Marines Appoint First Female Infantry Officer

Gemma Torras, design editor

On Sep. 25, 2017, the Marine Corps made history by appointing the first female infantry officer. The position entails leading and commanding the main land combat force for the Marines. The lieutenant, who has withheld her name, graduated with this honor in Quantico, Virginia. Of the 131 lieutenants that began the process in July, only 88 graduated this September.

On Twitter, Marine Corps General Commandant Robert B. Neller tweeted about the first female infantry officer.

(Sep. 25, 2017) “Proud of this officer & her fellow leaders,” Neller said. “Now they focus on what’s important: preparing to lead Marines in combat.”

The new infantry officer is one of the few female officers in the Marines.

“I think that a female becoming an infantry officer is incredible,” Naval Academy sophomore and Palmetto alumnus Emma Seckinger said. “Her courage and determination makes her a role model for female officers, enlisted and civilians and her assuming an infantry job is a huge step towards equality in the military.”

Women serving in the Marines is a relatively recent development in history.
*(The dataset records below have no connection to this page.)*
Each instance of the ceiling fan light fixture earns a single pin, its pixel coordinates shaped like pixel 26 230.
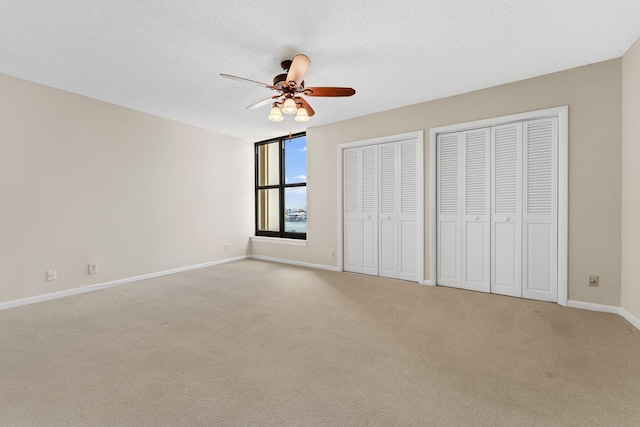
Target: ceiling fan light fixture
pixel 289 106
pixel 275 115
pixel 302 115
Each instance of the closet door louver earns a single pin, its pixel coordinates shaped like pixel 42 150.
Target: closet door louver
pixel 449 238
pixel 540 226
pixel 351 172
pixel 476 236
pixel 389 182
pixel 506 212
pixel 369 213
The first woman in the Marines was Opha Mae Johnson, who joined on Aug. 13, 1918. Over 300 other women followed her in rushing to help serve the U.S. that same year. Almost 25 years later, in February 1943, the Marines Corps Women’s Reserve was established as a part of the American Armed Forces. However in June 1948, the reserve disbanded and with the Women’s Armed Services Integration Act, women were officially part of the Marines. By the beginning of the Korean War during the 1950s, there were around 2,787 women in the Marines.
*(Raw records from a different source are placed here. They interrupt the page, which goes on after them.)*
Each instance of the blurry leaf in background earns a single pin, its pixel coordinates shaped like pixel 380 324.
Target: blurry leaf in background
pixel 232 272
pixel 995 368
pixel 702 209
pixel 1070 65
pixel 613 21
In what is a male-dominated service branch, it is rare that females are bestowed with an officer title. According to the U.S. Marine Corps, in 2010, 94.2 percent (19,437 officers) of the active duty officers in the Marines were male, compared to 5.8 percent (1,202 officers) who were female. In addition, specifically in the infantry department, there have been 2,376 male infantry officers and as of September 25, only one female. While the women in the Marines have a rich history, according to the Women Marines Association demographic report in 2012, women only occupy 7.11 percent of the U.S. Marines.

At Palmetto, there are many girls who have a growing interest in enlisting in the Marines.
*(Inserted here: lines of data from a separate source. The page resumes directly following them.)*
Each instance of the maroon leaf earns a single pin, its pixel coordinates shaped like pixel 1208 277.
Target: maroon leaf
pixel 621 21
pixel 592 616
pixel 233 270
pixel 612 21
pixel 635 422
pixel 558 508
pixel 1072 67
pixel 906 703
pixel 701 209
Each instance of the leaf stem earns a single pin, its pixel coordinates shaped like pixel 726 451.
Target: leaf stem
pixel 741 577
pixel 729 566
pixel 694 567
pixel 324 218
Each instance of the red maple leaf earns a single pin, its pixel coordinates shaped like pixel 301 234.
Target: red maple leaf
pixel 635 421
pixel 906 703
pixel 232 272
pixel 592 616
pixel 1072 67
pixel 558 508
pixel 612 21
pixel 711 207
“Sadly, I think there will always be an imbalance of male and females in anything,” junior Caitlin Dennis said, who wants to join the Marine Corps. “It’s disappointing but hopefully soon it will change.”

Today, there continues to be a growing population of young women who are interested in joining the Armed Forces. Seckinger is one of the many girls who has taken the step and enlisted.

“I decided to join the military because I wanted to give back to my country for all that I have been provided,” Seckinger said. “Many people don’t realize how lucky they are to live in the United States and I want to make sure people will continue to live with the same freedoms.”

Even at Palmetto there are many girls who want to join the Marine Corps.

“Personally, I want to join the Marines because I’ve had family in the military service; it’s something I’ve always wanted to do,” Dennis said. “I want to serve this country and I would like the educational benefits.”

For years, there has been an imbalance of the amount of male to female Marines.

“All of the Military Occupation Security codes have not been available to women until fairly recently. The Marine mission is more physical than other service branches so officers must be able to meet those physical qualifications,” Seckinger said. “I see this changing though because of the better treatment women are receiving and people like the marine infantry officer who is paving the way for more females.

As more females are trained and elected as officers, the Marine Corps are beginning to become a more integral branch of the U.S. Armed Forces.

“If a man and woman have the same skill set when it comes to being a Marine, then there is no reason why the female shouldn’t be able to have the same opportunities,” Seckinger said.